CVE-2025-12558 is a vulnerability classified under CWE-200 (Exposure of Sensitive Information to an Unauthorized Actor) found in the Beaver Builder Page Builder plugin for WordPress, a widely used drag-and-drop website builder. The flaw exists in the 'get_attachment_sizes' function, which improperly exposes sensitive information related to private attachments. Authenticated users with Contributor-level permissions or higher can exploit this vulnerability to extract sensitive data such as file paths and metadata of private attachments that should otherwise remain inaccessible. This exposure could allow attackers to identify and potentially access private files, leading to confidentiality breaches. The vulnerability affects all versions up to and including 2.9.4. The CVSS v3.1 base score is 4.3 (medium severity), reflecting that the attack vector is network-based, requires low attack complexity, and privileges at the Contributor level, but does not require user interaction. The impact is limited to confidentiality, with no direct effect on integrity or availability. No patches were linked at the time of disclosure, and no known exploits have been reported in the wild. Given the plugin’s popularity in WordPress ecosystems, this vulnerability poses a risk to websites relying on Beaver Builder for content management, especially those hosting sensitive or private media. Attackers exploiting this flaw could gather information useful for further attacks or data leakage.

For European organizations, the exposure of sensitive attachment metadata and file paths can lead to unauthorized disclosure of confidential information, potentially violating data protection regulations such as GDPR. This could result in reputational damage, legal penalties, and loss of customer trust. Organizations using Beaver Builder to manage websites with private or sensitive content are at risk of data leakage if Contributor-level access is granted to untrusted users or if accounts are compromised. Although the vulnerability does not directly affect system integrity or availability, the confidentiality breach could facilitate further attacks, such as targeted phishing or social engineering. The impact is particularly significant for sectors handling sensitive data, including finance, healthcare, and government institutions. Additionally, the ease of exploitation and network accessibility increase the likelihood of exploitation if mitigations are not applied promptly.

European organizations should immediately audit user roles and permissions within their WordPress installations, ensuring that Contributor-level access is granted only to trusted users. Restricting or reviewing Contributor and higher privileges can reduce the attack surface.
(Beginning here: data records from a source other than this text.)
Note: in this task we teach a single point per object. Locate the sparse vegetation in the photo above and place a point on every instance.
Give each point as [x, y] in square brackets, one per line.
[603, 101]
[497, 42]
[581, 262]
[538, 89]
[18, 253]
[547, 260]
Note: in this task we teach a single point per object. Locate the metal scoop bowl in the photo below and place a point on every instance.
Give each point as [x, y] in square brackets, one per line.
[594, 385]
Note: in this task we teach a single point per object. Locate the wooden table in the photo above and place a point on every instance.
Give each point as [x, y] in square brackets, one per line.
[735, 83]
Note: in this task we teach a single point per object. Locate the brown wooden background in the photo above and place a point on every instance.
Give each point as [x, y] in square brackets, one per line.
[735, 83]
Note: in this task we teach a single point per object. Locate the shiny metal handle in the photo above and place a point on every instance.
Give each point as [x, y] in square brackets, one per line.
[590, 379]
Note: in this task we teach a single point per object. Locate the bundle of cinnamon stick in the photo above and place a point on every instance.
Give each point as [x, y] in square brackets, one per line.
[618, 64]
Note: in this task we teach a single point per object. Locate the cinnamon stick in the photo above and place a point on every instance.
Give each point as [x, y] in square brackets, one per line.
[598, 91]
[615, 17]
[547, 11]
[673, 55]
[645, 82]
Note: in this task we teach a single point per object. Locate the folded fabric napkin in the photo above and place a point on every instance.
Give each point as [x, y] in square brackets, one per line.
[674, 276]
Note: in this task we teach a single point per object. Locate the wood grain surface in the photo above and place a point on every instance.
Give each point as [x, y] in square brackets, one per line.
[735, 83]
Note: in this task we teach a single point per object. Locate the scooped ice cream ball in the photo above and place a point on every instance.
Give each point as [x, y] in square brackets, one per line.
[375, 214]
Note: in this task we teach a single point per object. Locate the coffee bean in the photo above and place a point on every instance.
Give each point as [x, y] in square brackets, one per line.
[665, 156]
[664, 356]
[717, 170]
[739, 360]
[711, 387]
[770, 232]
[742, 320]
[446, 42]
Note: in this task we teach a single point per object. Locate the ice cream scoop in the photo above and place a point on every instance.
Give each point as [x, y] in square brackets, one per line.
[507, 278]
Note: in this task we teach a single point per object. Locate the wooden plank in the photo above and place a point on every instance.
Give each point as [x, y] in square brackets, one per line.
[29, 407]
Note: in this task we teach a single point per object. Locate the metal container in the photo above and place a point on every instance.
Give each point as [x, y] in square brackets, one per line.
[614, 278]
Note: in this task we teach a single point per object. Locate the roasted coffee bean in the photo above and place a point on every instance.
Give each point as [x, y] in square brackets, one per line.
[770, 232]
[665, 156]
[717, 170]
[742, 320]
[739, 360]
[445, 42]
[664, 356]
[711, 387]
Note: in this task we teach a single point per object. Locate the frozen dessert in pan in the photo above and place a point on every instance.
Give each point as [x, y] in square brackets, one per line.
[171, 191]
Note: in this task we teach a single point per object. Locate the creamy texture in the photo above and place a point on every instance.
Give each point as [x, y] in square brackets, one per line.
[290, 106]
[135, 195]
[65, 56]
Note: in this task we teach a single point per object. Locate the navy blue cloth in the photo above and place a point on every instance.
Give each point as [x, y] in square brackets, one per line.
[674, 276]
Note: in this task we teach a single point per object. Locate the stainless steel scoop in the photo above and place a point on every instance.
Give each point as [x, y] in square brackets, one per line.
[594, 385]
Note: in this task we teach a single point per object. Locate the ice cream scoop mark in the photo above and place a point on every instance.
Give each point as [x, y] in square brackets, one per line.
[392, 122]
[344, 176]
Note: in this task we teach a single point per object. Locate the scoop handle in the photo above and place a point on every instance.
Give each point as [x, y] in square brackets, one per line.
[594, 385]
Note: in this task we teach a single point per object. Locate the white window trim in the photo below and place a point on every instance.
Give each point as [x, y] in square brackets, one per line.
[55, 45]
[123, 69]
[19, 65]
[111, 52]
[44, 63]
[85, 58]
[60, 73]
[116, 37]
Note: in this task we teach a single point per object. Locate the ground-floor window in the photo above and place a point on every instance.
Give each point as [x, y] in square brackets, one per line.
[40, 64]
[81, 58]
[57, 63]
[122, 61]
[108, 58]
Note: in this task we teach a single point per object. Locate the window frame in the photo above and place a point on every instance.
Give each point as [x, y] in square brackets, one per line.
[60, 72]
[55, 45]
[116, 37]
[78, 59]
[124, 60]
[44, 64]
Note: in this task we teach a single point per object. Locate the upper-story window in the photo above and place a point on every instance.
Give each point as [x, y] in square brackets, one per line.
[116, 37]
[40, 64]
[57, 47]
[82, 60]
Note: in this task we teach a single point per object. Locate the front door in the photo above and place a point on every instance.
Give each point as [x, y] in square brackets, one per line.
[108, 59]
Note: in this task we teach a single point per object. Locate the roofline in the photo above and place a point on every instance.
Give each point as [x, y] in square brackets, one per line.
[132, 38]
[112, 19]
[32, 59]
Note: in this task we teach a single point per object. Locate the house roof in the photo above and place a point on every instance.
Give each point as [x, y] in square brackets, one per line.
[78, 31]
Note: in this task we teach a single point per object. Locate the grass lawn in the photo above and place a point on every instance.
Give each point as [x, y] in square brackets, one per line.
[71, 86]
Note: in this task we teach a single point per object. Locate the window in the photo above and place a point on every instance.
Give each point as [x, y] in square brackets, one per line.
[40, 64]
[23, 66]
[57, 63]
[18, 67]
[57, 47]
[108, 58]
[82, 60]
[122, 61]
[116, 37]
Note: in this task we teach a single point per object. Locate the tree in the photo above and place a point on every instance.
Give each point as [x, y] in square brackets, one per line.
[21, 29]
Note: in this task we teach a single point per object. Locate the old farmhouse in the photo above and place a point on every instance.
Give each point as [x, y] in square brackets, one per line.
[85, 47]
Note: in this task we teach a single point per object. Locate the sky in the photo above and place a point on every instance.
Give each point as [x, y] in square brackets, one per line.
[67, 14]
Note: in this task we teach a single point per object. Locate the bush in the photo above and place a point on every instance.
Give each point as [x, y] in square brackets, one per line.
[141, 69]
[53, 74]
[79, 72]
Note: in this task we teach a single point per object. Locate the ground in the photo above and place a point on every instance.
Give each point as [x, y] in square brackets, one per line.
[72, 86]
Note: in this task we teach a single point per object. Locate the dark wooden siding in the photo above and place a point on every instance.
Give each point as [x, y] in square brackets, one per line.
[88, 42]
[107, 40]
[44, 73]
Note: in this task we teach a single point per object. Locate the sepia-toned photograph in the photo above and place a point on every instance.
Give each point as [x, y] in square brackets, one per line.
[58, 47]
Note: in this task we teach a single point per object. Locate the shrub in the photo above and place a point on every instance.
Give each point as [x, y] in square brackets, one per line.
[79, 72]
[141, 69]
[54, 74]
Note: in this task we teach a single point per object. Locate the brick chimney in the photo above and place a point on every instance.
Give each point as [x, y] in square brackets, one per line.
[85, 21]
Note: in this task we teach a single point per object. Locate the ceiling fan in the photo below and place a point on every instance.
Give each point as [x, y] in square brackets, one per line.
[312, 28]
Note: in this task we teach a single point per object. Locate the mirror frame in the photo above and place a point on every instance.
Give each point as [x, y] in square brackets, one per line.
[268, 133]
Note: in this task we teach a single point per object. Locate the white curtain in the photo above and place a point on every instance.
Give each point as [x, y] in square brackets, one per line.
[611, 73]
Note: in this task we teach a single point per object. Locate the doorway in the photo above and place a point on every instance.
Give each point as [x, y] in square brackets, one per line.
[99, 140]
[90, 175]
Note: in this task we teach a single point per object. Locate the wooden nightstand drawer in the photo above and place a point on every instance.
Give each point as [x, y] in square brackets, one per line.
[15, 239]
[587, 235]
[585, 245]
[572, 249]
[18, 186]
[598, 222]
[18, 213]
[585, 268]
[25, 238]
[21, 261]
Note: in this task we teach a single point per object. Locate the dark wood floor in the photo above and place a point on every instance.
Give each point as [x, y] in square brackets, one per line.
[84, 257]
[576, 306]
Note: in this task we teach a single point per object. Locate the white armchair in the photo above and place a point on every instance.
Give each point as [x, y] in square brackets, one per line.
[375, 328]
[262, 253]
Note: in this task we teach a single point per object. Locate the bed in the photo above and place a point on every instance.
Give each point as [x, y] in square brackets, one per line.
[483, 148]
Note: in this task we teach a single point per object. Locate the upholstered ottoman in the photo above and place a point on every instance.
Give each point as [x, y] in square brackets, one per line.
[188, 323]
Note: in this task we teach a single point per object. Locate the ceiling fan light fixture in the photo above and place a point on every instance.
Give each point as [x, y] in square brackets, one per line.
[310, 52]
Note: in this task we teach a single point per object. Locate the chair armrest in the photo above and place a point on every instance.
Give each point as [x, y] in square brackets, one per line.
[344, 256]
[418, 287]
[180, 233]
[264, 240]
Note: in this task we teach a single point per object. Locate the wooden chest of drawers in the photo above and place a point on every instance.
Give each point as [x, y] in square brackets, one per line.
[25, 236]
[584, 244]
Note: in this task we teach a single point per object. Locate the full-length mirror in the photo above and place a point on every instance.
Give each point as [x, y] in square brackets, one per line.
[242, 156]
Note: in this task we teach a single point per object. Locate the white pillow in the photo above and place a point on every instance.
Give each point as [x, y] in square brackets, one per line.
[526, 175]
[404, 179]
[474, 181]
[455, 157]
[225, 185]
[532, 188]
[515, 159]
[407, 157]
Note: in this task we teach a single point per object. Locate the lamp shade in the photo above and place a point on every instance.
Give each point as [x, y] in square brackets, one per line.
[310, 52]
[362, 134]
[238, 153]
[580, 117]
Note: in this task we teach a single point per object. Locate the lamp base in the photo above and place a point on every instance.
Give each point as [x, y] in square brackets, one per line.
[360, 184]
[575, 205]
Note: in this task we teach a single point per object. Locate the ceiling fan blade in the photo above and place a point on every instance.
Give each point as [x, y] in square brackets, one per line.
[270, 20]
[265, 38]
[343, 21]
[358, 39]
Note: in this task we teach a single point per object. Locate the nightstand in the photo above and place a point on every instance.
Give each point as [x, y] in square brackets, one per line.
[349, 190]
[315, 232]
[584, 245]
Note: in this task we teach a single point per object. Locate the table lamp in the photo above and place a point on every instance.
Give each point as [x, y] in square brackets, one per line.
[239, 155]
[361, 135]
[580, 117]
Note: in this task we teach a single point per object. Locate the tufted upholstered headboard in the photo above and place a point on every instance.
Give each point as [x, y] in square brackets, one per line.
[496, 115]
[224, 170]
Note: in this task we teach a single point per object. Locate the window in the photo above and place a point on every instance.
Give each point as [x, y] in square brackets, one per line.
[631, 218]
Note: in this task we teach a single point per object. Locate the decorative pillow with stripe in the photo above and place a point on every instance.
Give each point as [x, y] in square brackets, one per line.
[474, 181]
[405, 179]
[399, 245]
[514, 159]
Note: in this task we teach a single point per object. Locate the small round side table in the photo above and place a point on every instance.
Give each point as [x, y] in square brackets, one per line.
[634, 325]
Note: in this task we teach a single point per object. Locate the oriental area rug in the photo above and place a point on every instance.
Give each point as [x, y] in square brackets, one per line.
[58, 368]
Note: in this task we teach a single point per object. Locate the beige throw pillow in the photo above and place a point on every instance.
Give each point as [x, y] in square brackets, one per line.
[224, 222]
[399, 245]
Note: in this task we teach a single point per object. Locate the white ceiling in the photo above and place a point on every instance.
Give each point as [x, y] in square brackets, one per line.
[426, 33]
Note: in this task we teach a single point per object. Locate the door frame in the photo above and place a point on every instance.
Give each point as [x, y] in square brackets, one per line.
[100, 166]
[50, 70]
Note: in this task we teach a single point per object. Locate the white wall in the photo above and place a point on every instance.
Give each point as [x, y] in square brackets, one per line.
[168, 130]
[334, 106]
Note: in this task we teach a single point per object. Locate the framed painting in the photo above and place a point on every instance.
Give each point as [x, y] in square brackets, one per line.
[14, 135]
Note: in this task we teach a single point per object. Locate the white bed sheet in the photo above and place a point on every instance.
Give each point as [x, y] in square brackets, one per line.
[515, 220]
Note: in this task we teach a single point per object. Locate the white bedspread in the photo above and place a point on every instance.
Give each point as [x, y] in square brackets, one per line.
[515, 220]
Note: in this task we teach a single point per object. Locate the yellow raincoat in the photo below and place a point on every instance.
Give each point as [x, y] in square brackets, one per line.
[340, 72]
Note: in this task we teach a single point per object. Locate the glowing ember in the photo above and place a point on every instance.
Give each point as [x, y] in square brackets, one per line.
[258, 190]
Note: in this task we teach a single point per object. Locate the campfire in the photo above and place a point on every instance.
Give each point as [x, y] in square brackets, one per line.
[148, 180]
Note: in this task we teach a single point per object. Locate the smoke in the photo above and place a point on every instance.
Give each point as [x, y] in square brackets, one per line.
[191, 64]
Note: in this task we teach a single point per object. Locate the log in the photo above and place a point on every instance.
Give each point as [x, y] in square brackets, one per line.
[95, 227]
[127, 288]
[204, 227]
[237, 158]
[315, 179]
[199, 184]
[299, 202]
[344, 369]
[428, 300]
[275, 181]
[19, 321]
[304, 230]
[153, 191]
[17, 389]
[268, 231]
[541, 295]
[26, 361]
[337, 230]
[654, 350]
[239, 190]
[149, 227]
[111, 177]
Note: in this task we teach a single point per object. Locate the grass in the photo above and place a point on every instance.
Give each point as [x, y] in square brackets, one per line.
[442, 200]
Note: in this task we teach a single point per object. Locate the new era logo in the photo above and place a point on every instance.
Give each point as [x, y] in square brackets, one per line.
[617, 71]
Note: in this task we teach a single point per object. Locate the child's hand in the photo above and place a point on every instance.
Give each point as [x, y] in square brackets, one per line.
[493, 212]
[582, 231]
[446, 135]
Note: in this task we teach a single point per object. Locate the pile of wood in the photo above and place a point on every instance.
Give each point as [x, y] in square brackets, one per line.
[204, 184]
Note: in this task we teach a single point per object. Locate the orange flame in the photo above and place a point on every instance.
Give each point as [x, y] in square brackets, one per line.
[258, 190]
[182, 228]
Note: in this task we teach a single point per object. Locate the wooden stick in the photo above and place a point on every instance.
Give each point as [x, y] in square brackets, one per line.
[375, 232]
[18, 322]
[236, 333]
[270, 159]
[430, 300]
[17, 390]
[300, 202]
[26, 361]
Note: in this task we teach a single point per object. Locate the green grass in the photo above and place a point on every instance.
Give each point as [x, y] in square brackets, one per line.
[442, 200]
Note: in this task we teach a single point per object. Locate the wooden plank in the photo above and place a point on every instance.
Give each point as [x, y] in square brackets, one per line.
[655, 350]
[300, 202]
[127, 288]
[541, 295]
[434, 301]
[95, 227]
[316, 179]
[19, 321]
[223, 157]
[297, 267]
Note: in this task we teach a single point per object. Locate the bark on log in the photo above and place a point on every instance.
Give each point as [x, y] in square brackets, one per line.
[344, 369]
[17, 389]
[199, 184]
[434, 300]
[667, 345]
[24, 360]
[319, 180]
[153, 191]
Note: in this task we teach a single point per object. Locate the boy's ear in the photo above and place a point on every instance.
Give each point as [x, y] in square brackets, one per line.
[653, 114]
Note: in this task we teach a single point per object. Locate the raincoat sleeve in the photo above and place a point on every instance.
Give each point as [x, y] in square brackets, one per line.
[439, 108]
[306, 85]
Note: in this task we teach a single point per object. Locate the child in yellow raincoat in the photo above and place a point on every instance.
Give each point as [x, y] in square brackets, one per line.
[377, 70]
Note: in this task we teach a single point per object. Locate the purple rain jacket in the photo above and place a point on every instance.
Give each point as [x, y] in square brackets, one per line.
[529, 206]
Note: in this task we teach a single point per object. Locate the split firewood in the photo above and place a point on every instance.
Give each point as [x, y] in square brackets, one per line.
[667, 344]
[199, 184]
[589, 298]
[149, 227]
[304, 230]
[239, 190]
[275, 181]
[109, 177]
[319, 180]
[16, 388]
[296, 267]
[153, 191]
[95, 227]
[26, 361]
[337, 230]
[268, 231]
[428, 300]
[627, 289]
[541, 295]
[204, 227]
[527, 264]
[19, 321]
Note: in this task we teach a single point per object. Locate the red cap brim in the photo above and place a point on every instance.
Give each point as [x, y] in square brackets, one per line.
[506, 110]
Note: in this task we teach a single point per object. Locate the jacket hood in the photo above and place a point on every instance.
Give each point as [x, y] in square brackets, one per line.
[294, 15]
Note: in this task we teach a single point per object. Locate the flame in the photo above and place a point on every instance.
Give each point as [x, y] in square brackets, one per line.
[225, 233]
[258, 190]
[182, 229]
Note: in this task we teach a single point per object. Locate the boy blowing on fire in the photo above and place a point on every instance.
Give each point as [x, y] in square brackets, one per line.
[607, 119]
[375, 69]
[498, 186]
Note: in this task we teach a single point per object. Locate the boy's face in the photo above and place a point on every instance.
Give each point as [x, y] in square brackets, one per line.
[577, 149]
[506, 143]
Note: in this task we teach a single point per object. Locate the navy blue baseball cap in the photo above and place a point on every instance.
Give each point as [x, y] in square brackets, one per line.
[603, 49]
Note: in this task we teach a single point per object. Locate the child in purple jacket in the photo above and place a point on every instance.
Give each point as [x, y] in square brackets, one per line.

Monitoring and logging access to attachment metadata and private files can help detect suspicious activity. Organizations should stay vigilant for official patches or updates from Beaver Builder and apply them promptly once released. In the absence of a patch, consider implementing web application firewall (WAF) rules to block or monitor requests targeting the 'get_attachment_sizes' function or related endpoints. Additionally, limiting plugin usage to the minimum necessary and conducting regular security assessments of WordPress plugins can reduce exposure. Educating administrators and users about the risks of privilege escalation and sensitive data exposure is also recommended.